Serienstart auf HBO Max: 19. Januar 2026
Es geht zurück nach Westeros: Die Serie „A Knight of the Seven Kingdoms“ basiert auf George R.R: Martins Buchreihe „Der Heckenritter“ und spielt etwa ein Jahrhundert vor den Ereignissen von „Game of Thrones“.
Die Hauptfiguren sind zwei ungewöhnliche Helden:
Der junge, äußerst naive, aber auch mutige Ritter, „Ser Duncan der Große“ (Peter Claffey), und sein kleiner, intelligenter Knappe Egg (Dexter Sol Ansell).
In einer Zeit, in der die Targaryens noch auf dem Eisernen Thron sitzen und die Erinnerung an den letzten Drachen noch nicht verblasst ist, warten gefährliche Abenteuer und so manch überraschende Wendung auf die ungleichen Freunde.

Im Gegensatz zur Prequelserie „House of the Dragon“ setzt man bei „A Knight of the Seven Kingdoms“ wieder auf einen echteren Look, so dass viele reale Drehorte als Sets genutzt wurden und möglichst wenig CGI zum Einsatz kam.

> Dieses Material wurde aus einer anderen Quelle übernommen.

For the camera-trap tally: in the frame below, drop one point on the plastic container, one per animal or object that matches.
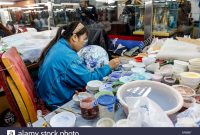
(105, 122)
(106, 105)
(122, 123)
(157, 77)
(169, 80)
(63, 119)
(88, 109)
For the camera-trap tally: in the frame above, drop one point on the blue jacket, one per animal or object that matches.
(62, 72)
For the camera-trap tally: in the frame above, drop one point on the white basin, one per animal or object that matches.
(168, 98)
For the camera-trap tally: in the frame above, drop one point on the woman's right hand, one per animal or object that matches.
(114, 63)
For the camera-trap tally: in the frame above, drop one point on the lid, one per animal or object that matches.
(106, 100)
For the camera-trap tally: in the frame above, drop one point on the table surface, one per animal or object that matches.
(80, 121)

Dafür kehrte das Produktionsteam an den bewährten Drehort Nordirland zurück, welcher bereits in „Game of Thrones“ das Erscheinungsbild von Westeros stark prägte und seitdem einen guten Ruf als Schauplatz spektakulärer Fantasywelten genießt.

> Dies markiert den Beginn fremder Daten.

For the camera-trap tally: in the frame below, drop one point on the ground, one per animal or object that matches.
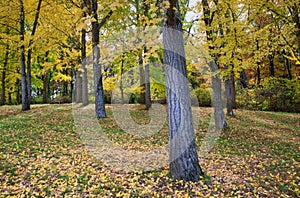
(42, 154)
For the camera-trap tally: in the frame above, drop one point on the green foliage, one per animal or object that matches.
(274, 94)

Gleich in der ersten Folge von „A Knight of the Seven Kingdoms“ ist die herrlich weite Landschaft der Mourne Mountains in der Grafschaft Down zu sehen.

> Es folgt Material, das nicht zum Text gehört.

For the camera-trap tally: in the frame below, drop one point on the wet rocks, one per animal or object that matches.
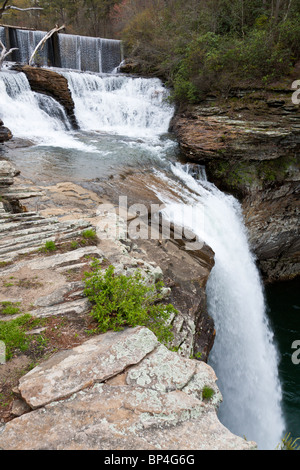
(250, 145)
(112, 392)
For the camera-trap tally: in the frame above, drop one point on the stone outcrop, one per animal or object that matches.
(119, 391)
(5, 133)
(250, 145)
(50, 83)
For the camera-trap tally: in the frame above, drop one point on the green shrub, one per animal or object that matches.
(49, 246)
(207, 393)
(89, 234)
(12, 333)
(289, 443)
(9, 308)
(120, 301)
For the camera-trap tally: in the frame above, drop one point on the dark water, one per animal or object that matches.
(284, 313)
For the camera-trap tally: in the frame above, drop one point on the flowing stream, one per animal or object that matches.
(124, 122)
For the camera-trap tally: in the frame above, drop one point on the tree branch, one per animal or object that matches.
(5, 53)
(44, 40)
(4, 10)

Hier begräbt Dunk seinen Mentor Ser Arlan von Hellerbaum. Im Hintergrund ist der Hen Mountain zu sehen, der knorrige, einsame Baum ist jedoch leider nur eine Filmrequisite.

Zu den Schauplätzen der Serie gehört auch der Tollymore Forest, in dem einst die Starks in „Game of Thrones“ ihre Schattenwölfe fanden.
In „A Knight of the Seven Kingdoms“ durch dieselben nebligen Pfade, die nun in die Rolle der Wälder der Kronlande schlüpfen.

Ein weiterer Drehort in Nordirland war das historische Myra Castle in Strangford, das in der Serie unter anderem Flohloch, ein Stadtviertel in Königsmund, sowie Ashford Castle darstellt.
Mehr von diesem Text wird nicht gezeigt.